偽りのヒーロー




「ん」



 差し出された結城の手に疑問しか浮かばなかった。無反応なのもいただけない、考えた挙句、菜子は犬のお手のように手をのせた。



「ふっ、違ぇし。携帯。お前の貸して」



 慌てて手を引っ込めると、カバンの定位置からずぐさま携帯を取り出した。差し出された結城の手のひらに、今度は菜子の手ではなく携帯を差し出すと、慣れた手つきで菜子の携帯を操作する。



「お前、携帯ちゃんとロックしといたほうがいいと思うぜ」



 菜子のもとに戻ってきた携帯の画面には、新しく結城の連絡先が登録されていた。クラスの皆で組んだグループではない、結城の連絡先が新たに記されている。

不思議そうにじっと画面を見つめる菜子の前髪が風で乱れて、可笑しな方向を向いた髪の毛を結城が整える。目を丸くする菜子に、結城は口角をあげずにはいられなかった。 



「わ、私の家あそこだから、ここで大丈夫。

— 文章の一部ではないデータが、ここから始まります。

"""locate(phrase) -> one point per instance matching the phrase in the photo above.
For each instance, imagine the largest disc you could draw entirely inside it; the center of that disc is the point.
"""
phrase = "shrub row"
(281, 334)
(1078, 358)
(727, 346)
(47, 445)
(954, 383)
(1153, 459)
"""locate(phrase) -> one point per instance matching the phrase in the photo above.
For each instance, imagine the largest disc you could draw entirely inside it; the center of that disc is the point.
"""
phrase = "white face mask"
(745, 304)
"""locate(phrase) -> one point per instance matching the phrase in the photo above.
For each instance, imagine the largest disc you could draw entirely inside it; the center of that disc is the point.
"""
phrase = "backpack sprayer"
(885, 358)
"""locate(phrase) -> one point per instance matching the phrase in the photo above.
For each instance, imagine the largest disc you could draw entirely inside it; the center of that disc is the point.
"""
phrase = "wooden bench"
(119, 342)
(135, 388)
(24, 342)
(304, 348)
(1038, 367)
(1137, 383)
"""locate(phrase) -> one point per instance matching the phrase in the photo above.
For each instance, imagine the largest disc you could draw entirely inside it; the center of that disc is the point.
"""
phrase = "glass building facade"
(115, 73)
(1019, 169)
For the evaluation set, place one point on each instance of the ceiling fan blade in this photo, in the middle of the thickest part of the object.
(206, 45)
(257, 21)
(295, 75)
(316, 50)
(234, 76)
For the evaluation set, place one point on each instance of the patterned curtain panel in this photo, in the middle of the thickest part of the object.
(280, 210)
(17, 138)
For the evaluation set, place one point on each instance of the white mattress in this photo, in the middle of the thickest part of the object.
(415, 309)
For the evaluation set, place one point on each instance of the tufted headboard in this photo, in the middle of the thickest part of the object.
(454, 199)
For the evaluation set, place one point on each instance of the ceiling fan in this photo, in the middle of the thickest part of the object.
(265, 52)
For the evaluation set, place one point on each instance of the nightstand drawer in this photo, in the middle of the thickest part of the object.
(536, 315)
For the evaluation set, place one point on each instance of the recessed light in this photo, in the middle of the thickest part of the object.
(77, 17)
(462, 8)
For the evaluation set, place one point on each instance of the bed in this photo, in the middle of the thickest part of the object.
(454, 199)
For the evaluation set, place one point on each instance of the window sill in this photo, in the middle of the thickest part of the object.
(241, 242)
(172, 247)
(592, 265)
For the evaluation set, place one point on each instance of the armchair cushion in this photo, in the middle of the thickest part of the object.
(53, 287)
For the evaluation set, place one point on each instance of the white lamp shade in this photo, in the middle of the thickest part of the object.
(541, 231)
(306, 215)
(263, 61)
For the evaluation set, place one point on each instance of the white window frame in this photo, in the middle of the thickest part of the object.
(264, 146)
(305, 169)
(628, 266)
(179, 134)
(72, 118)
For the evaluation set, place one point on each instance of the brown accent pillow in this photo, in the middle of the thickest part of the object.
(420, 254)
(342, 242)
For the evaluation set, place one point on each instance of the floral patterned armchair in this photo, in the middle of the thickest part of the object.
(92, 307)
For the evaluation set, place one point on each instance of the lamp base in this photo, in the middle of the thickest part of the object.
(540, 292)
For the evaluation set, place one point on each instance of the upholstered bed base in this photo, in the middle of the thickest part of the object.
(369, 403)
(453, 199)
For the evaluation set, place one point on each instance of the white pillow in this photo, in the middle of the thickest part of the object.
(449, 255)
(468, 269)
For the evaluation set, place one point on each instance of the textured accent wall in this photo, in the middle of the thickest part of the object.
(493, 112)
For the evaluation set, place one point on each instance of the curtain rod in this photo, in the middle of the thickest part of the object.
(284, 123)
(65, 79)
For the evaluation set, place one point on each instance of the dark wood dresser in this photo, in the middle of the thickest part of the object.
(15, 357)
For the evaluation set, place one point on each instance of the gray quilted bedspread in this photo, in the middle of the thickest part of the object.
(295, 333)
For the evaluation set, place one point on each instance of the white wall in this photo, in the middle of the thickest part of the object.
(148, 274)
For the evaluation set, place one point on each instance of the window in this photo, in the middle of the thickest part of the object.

ありがとう」



 柔らかい結城の顔に困惑して、挙動不審になってしまう。あまりに自然に触れる手に驚いて、どう反応していいのかがわからない。菜子は、今ずぐその場を離れたい気持ちでいっぱいになっていた。



「えっと、じゃあね」



 慌てて結城のもとを離れる、菜子のその背中を目で追った。

ぱたぱた駆けていくその先に、よく菜子と一緒にいるのを見かける男が手をあげていて、思わず結城は様子を窺い見た。



「一之瀬がなんでいるんだよ」



 眉間に皺を寄せる頃には、エントランスのガラス扉の中に吸い込まれていった。菜子と未蔓、結城が見たことのない、小さな男児の手をとって。